Album Of The Year - The Beatles (The White Album)
The great thing about the 50th anniversary re-mastering/re-working/box set thingy of The Beatles – forever known, albeit unofficially, as The White Album – is not Giles Martin’s splendidly vigorous remastering of the amazing collection of the 30 songs from the original album. Nor is it his painstaking trawl through the archives to offer up 50 outtakes – including non-album tracks of the era, such as Across The Universe and McCartney’s first ever performance of Hey Jude.
It is, simply, the official release of the Esher Demos – the post-India trip sound of the Fab Four holed up in George’s house and working on their songs that soon be forever White. Whilst the album has always been thought of as four men working on their own stuff in their own way, their most divisive and divided work in other words, the Esher tapes show them as much a band as they ever were.

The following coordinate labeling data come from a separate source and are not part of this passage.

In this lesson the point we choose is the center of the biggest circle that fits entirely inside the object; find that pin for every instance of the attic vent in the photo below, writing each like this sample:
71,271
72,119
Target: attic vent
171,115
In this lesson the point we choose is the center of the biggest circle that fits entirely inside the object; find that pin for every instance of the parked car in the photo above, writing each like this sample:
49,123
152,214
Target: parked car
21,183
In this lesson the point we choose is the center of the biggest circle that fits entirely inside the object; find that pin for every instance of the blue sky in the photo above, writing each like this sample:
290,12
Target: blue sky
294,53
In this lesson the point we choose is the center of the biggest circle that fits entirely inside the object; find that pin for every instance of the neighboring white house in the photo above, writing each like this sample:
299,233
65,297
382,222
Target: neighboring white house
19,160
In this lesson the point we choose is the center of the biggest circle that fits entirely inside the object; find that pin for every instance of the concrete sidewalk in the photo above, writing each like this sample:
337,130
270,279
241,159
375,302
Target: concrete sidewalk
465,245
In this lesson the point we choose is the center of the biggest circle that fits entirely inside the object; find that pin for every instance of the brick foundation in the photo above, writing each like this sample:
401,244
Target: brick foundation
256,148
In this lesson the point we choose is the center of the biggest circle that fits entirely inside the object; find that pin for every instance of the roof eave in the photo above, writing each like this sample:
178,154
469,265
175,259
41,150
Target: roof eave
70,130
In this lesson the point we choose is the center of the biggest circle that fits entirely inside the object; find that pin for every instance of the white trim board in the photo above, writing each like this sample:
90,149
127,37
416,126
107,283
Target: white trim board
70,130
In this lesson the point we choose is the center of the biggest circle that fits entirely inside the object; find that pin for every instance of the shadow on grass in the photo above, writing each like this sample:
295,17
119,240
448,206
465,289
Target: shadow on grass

These are the sounds of four friends working on each other’s new material, helping each other to find the best in themselves and their work, and more than anything, just having each other’s backs. Against the world. It is the sound of a still strong friendship in the midst of a chaotic world only the four of them ever experienced. And, as such, is a million miles away from the fractious images we would see a few months later in the Let It Be movie.
It is a series of delights and in many ways a total revelation for this period of Fab-lore.
And, courtesy of Martin’s subtle remoulding, the whole thing feels so fresh, that it sounds like it could have been recorded yesterday.
Which of course it couldn’t – because yesterday was really boring.